Financial technology (fintech) investments in Singapore nearly quadrupled to US$453 million (S$630 million) in the first half of this year, up from US$118 million in the same period a year ago - placing the country as the third largest fintech market by funds in the Asia-Pacific, just behind China and India.
This is according to the latest research by Accenture, which analysed information from CB Insights, a global venture capital data and analytics firm.
In particular, the number of deals closed in Singapore rose by 55 per cent to 48, from 31 in the first half of last year.
About 28 per cent of the total funds raised in the period went to insurance technology firms, or insurtechs. Fintech firms in payments took 27 per cent and those in lending took 25 per cent, the data showed.
Five of the top 10 deals in Singapore took place in the first six months of the year. These include the US$100 million raised by cloud company Deskera in May; the US$80 million raised by financial products marketplace GoBear, also in May; and a US$45 million equity funding round closed by cashback platform Shopback in April, which was co-led by Rakuten and EV Growth.
Mr Divyesh Vithlani, a managing director at Accenture and the company's practice lead for Asean financial services, said: "The increase both in deal value and the number of deals is a good indicator of what's to come, and bodes well for the future development of cutting-edge financial technology in Singapore.
"There's a lot brewing in the Singapore fintech ecosystem, and this steady flow of funds shows investors' confidence in the industry's future growth potential. The forthcoming virtual banking licences will help create more opportunities for fintech start-ups and traditional banks to partner and cooperate, and should add another wave of investments in the sector."
Globally, investment in fintech ventures fell sharply in the first half of this year, as fundraising and deal activity in China - which had soared a year earlier - ground to a halt, partially offsetting strong gains in the United States, United Kingdom and a number of other European countries, Accenture noted.
For the six months ended June 30, the total value of fintech deals globally came in at US$22 billion, down 29 per cent from US$31.2 billion recorded last year.
The drop was due mostly to the lack of a mega deal such as Ant Financial's record US$14 billion fundraising in May last year.
Discounting this transaction, global fintech investments would have climbed 28 per cent in the first half of this year over the same period last year, Accenture said.
Specifically, the value of deals in the US jumped 60 per cent to US$12.7 billion, though the number of transactions was virtually unchanged from the same period last year, signalling a trend of larger deals in the world's biggest and most active fintech market, the report highlighted.
Meanwhile, fintech investments in the UK nearly doubled to about US$2.6 billion, with the number of deals rising 25 per cent to 263, as challenger banks and payments companies continued to draw investors' interest.

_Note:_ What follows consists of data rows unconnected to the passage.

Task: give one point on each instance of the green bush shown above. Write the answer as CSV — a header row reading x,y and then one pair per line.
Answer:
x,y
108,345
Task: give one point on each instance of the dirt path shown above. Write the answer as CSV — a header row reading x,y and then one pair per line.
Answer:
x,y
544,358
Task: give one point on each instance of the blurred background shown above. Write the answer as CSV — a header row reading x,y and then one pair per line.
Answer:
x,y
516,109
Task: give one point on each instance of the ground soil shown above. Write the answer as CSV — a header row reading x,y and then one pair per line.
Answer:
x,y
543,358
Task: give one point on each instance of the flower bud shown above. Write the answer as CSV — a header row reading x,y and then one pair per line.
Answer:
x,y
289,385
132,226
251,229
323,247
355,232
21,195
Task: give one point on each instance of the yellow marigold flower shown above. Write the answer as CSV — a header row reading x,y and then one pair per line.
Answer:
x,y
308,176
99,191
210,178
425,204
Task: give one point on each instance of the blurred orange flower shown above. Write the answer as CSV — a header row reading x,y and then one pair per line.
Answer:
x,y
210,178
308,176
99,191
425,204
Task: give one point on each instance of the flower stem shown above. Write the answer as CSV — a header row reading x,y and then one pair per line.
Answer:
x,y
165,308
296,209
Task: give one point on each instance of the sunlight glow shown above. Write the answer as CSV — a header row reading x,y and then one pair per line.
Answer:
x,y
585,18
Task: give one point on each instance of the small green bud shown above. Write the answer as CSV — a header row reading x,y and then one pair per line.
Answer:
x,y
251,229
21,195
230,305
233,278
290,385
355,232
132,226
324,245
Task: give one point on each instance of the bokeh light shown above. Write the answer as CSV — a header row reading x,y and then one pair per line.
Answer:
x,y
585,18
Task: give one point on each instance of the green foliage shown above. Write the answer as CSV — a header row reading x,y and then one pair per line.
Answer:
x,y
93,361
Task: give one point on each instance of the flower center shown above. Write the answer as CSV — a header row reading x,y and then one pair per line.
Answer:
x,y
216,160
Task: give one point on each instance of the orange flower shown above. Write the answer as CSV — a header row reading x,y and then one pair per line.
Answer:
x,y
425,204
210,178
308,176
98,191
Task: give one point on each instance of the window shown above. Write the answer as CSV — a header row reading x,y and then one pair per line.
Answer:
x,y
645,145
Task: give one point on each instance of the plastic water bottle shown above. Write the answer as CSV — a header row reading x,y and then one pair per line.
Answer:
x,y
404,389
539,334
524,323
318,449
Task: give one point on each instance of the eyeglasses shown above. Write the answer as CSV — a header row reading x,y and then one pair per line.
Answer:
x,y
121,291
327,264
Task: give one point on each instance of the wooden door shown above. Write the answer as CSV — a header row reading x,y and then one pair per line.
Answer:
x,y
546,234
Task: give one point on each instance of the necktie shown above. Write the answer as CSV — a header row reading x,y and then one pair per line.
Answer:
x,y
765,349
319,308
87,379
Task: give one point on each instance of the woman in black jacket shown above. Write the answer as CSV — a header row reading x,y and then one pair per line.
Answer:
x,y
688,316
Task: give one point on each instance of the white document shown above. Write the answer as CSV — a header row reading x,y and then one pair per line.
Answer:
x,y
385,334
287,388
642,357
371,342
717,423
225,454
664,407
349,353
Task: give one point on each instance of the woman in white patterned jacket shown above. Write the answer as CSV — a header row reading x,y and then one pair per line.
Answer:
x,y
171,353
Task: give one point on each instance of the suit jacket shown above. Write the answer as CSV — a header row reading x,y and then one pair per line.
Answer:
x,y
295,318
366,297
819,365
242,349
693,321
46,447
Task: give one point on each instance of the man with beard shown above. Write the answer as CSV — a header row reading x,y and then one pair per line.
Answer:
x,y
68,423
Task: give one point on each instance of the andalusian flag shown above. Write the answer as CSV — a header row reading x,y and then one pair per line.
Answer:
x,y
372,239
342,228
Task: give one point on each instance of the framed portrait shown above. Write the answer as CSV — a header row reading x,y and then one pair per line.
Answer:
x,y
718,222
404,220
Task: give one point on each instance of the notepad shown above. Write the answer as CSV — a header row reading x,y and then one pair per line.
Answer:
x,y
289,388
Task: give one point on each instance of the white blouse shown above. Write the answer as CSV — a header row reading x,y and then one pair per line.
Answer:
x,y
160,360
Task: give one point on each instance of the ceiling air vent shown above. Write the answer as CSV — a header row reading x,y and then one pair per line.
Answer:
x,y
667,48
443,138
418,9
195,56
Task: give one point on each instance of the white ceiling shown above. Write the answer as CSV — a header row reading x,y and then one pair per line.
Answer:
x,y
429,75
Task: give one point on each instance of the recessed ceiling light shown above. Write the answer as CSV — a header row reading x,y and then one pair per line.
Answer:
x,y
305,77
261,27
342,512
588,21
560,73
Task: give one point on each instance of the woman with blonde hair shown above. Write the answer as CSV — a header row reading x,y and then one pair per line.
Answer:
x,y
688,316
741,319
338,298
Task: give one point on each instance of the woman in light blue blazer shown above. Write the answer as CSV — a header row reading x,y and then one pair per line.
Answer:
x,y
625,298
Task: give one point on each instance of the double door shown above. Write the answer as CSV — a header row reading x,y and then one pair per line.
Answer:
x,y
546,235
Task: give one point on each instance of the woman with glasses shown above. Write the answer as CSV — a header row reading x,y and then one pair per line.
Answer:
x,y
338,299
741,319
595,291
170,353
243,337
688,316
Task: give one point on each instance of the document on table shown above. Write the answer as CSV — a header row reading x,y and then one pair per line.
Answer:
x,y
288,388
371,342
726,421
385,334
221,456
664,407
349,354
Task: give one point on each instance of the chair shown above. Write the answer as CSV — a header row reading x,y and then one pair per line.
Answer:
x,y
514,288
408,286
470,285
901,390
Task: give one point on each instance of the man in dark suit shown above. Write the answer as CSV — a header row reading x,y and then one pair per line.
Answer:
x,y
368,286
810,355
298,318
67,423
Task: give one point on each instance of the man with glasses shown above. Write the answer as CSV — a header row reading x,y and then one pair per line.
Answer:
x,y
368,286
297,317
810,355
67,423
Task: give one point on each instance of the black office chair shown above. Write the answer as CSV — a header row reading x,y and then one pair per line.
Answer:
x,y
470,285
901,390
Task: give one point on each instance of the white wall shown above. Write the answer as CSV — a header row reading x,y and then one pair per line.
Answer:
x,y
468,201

Money-transfer start-up TransferWise, for instance, closed a US$292 million deal in May this year.
In Hong Kong, fundraising posted a near sevenfold increase in the first six months of this year, with start-ups there raking in US$152 million - compared with just US$23 million last year - led by the US$100 million credit line that asset management firm FinEX Asia secured in June. The number of deals in the city also doubled to 12 from six a year ago.